Heart recovery time was significantly different from person to person at the same junctures in the Music. According to a new study, two heart’s can respond very differently to the same piece of Music either by speeding up or slowing down.
Heart responds to Music:
The research revealed that play triggers special effects, a vital first step to developing personalized music prescriptions for common ailments or helping people stay alert or relaxed.
Professor Elaine Chew of the French National Centre for Scientific Research (CNRS) said, “Specifically, they measured the time it takes to recover after a heartbeat.
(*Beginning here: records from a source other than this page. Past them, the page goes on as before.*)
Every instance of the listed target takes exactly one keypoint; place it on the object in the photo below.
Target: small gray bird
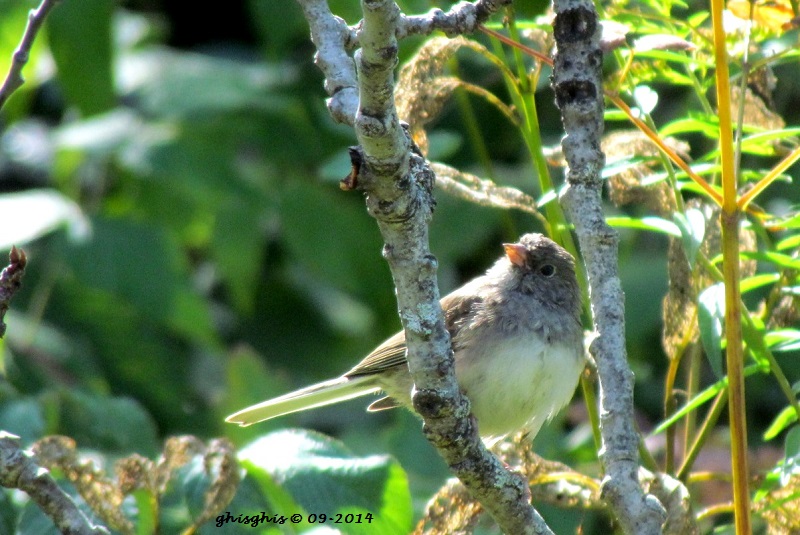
(517, 341)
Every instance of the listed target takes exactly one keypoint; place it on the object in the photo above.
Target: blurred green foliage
(174, 184)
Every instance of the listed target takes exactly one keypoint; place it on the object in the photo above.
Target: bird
(517, 343)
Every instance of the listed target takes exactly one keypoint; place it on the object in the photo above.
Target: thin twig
(18, 470)
(14, 79)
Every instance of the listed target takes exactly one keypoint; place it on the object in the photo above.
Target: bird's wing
(392, 352)
(318, 395)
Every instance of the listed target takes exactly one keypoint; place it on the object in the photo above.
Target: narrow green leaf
(783, 340)
(791, 452)
(757, 281)
(31, 214)
(692, 225)
(652, 223)
(711, 318)
(787, 417)
(700, 399)
(779, 259)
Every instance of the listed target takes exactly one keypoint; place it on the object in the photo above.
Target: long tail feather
(311, 397)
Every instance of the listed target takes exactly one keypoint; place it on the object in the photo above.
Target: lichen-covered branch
(19, 471)
(577, 82)
(398, 184)
(333, 38)
(14, 79)
(461, 19)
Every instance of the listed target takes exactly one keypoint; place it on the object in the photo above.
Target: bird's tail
(311, 397)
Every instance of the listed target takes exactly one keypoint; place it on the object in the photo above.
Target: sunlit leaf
(776, 15)
(711, 318)
(28, 215)
(692, 225)
(784, 419)
(652, 223)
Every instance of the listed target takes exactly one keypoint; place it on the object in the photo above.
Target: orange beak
(516, 253)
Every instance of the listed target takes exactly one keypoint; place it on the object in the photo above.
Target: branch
(464, 17)
(19, 471)
(14, 79)
(577, 82)
(10, 281)
(398, 183)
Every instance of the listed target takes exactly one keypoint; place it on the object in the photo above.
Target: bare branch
(398, 183)
(577, 82)
(333, 38)
(462, 18)
(19, 471)
(10, 281)
(14, 79)
(481, 191)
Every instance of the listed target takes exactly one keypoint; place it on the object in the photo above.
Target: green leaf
(655, 224)
(791, 452)
(702, 125)
(31, 214)
(711, 318)
(116, 425)
(646, 98)
(787, 417)
(23, 417)
(238, 248)
(137, 262)
(783, 340)
(323, 477)
(779, 259)
(757, 281)
(171, 84)
(80, 41)
(700, 399)
(693, 227)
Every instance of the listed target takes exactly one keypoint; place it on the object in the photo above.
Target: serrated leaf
(711, 318)
(324, 477)
(119, 425)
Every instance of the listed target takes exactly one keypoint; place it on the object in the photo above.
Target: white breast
(518, 384)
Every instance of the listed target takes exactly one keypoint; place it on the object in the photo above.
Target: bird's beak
(516, 253)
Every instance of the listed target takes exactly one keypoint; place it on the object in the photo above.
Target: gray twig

The rate affects this recovery time, so by keeping that constant, we could assess it’s electrical changes based on an emotional response to the Play.”
“We are interested in the recovery time rather than heart-rate because it linked to the electrical stability and susceptibility to dangerous heart-rhythm disorders. In some people, life-threatening heart-rhythm disorders can trigger by stress. Using Music, we can study, in a low-risk way, how stress alters this recovery period.”
The new research took a different strategy, by inviting three patients with mild failure wanting a pacemaker to a live traditional piano performance that included pieces by Frédéric Chopin and concurrent composer Jonathan Berger. Because all the participants were wearing a pacemaker, their rate could be kept constant during the performance.
The researchers measured the electrical activity of the heart directly from the pacemaker leads before and after 24 different parts of the score where there were stark changes in tempo, volume, or rhythm.
The recovery time, as argued to rate, is connected to its electrical stability and sensitivity to threatening heart rhythm troubles.